南北朝時代に鈴木左京之進によって月と名付けられた[8]。遠江国豊田郡の一部として、江戸時代には幕府領月村であり、石高は幕府領内で121石であった[9]。その後、明治時代には月村は浜松県豊田郡に属し、1889年(明治22年)4月1日には、町村制の施行により横山村、西雲名村、大嶺村、戸倉村、谷山村、佐久村、相津村、山中村、小川村、東雲名村、伊砂村と合併して豊田郡龍川村の一部となる[10]。1896年(明治29年)4月1日には、郡制の施行により所属郡が磐田郡に変更された[10]。その後は龍川村の合併とともに、1956年(昭和31年)9月30日に二俣町、1958年(昭和33年)11月3日に天竜市[10]、2005年(平成17年)7月1日に浜松市と所属を変え[11]、2007年(平成19年)4月1日には浜松市の政令指定都市への移行に伴い、旧村域はすべて天竜区に属した[12]。
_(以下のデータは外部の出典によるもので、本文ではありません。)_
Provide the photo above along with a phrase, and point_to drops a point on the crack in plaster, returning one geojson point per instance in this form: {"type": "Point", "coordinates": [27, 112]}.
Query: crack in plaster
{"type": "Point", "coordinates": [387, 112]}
また、下流部に1972年(昭和47年)から船明ダムの建設がスタートし、1977年(昭和52年)に完成した[13]。ダム湖となった月の一部に、浜松市営天竜ボート場月艇庫が建設され、平成元年度の3月(平成2年3月)からは、全国高等学校選抜ボート大会が毎年開催されている[14]。2003年(平成15年)には第58回国民体育大会のボート競技が開催された[15]。
2014年(平成26年)3月8日から3月9日にかけて浜松田舎暮らし推進事務局の主催で「東京発 新東名に乗って 月に行こう!」と題した移住促進イベントが月を中心に開催された[16]。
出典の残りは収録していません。